Neurological Centers of the
Brain Responsible for Creativity and Inhibitions
Can Be Turned On or Off by Performing Jazz Improvisation
The prefrontal portion of the brain is directly influenced by music, more specifically jazz improvisation. Jazz improvisation can take students from the printed page of music and programmed thinking to accomplishing abstract thought (creatively), all the while internalizing the music with a decreased anxiety level. This hypothesis will be tested by observations and a series of non-invasive questions directed to sixth grade musicians who have been playing their individual instruments for approximately one year. The hypothesis is based on research done by National Institute on Deafness and other Communication Disorders (NIDCD) on prefrontal brain activity that was monitored by the use of a Functional Magnetic Resonance Imaging (MRI) on a jazz musician. This means of exploration will examine whether jazz improvisation can enhance the thinking ability of sixth grade musicians and their inhibitions about performing within a group.
Scholar:
K'La Ruane
Mentor: Tiffany Kershner, Ph.D.
Language and Identity: Constructing “Dora the Explorer”

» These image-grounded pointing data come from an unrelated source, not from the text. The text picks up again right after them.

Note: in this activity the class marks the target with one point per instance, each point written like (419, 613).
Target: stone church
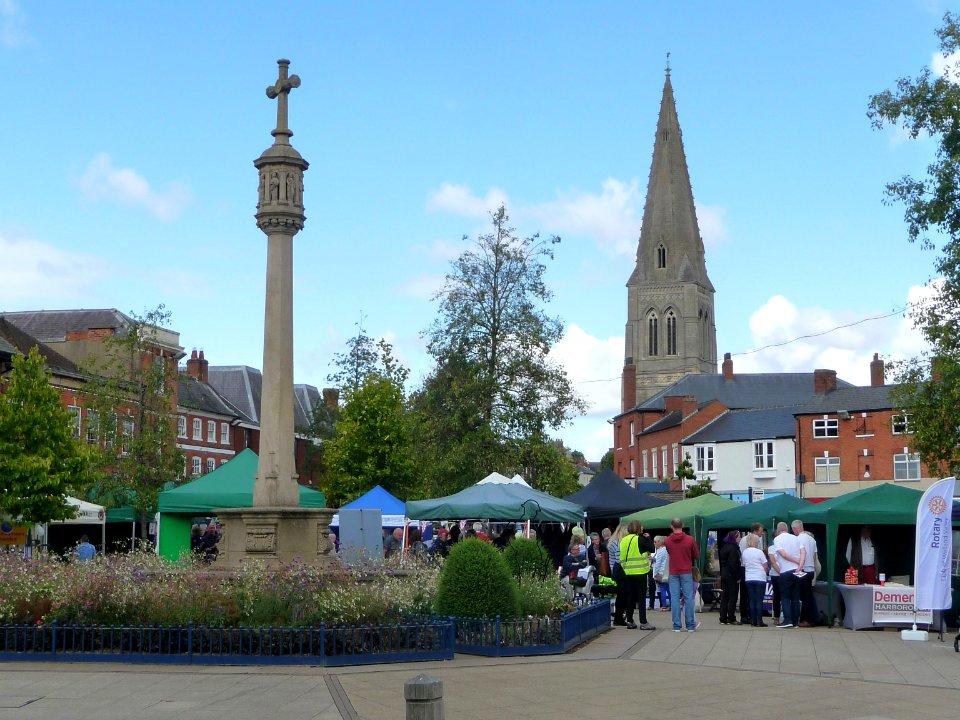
(670, 329)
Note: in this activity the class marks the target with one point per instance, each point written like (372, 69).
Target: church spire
(670, 328)
(669, 216)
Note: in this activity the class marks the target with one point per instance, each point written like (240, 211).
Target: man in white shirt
(790, 557)
(809, 614)
(863, 556)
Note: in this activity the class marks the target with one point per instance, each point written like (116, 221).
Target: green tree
(547, 467)
(495, 391)
(360, 359)
(40, 461)
(132, 392)
(372, 443)
(928, 387)
(704, 487)
(685, 470)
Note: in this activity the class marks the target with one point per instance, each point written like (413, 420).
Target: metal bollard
(424, 696)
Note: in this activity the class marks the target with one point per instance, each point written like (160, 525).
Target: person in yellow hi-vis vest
(635, 549)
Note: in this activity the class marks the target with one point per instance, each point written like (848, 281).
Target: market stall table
(877, 605)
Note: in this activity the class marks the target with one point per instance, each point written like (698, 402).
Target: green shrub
(476, 582)
(542, 597)
(529, 559)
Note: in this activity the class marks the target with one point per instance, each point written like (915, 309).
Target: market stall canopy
(86, 513)
(691, 510)
(607, 495)
(496, 498)
(230, 485)
(769, 511)
(391, 508)
(884, 504)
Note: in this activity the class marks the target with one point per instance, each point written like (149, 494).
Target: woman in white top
(755, 568)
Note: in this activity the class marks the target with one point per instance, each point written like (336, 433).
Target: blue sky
(130, 129)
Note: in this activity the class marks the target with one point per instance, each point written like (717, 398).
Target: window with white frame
(74, 412)
(901, 424)
(826, 427)
(826, 469)
(906, 466)
(93, 426)
(763, 455)
(704, 455)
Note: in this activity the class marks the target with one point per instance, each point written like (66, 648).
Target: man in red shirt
(683, 552)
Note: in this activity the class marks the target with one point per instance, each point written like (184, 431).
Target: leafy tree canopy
(928, 387)
(132, 415)
(372, 443)
(41, 462)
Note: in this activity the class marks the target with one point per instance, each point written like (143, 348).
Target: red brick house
(849, 438)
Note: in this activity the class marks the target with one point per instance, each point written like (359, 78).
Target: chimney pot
(824, 380)
(727, 367)
(877, 377)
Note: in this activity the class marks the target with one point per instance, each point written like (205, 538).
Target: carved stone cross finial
(281, 91)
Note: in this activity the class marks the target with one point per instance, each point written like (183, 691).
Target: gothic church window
(671, 333)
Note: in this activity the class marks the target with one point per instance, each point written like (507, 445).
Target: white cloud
(713, 226)
(946, 66)
(35, 272)
(12, 25)
(848, 350)
(611, 217)
(102, 181)
(594, 366)
(423, 286)
(459, 199)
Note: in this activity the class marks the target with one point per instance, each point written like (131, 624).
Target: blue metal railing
(532, 636)
(195, 644)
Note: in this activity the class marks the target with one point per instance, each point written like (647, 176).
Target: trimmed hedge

With the increasing Latino population in the United States, Spanish/English bilingual education is rapidly becoming an important issue. This can be seen in the increase of preschool oriented television geared towards teaching young viewers Spanish and encouraging Spanish/English bilingualism. Of these shows, Dora: The Explorer is one of the most prominent, reaching 17 million preschoolers worldwide. This paper examines how Dora portrays Spanish/English bilingualism, second language acquisition and Latino representation through content analysis of 20 episodes. Results indicate that Dora: The Explorer presents Spanish/English bilingualism as something to be aspired towards, especially by monolingual English-speakers. As well, learning a second language is portrayed positively, but only means learning Spanish. Further, ethnicity is shown as a marker of bilingualism: most Latinos represented speak both English and Spanish. Finally, bilingual individuals are shown as teachers and translators of Spanish. In light of DTE’s socializing influence as a role model, analysis of how these views socialize viewers is a worthy endeavor for future research.
Scholar:
Tracy Tucker
Mentors: Timothy Dayton, Ph.D.
Kansas Radical Poetry and the
American Dream: A Comparative Study
of Selected Works of Ralph Chaplin and Kenneth Wiggins Porter
Kansas’s history of political turmoil and social activism is inextricably linked with homesteading and that “American dream” of a Jeffersonian utopia of ruggedly independent farmers and craftsmen, and Kansas literature was born of that embattled tradition of idealistic individualism and social justice. Ralph Chaplin and Kenneth Wiggins Porter, two Kansas leftist poets of the early 20th century, utilize these Kansas themes within their poetry, and yet today go largely unrecognized. Today’s literary scholar has an important task – to recover and document the work of those authors who have, for reasons political and fashionable, fallen out of the public eye. In this study, I will compare Chaplin’s “Rubaiyat of a Harvest Stiff” with Porter’s “The Happy Farmer” and Chaplin’s “Preparedness” with Porter’s “Harvest: June, 1938,” as I examine the themes of farming, social activism, and the “American dream” as they are portrayed in these poems.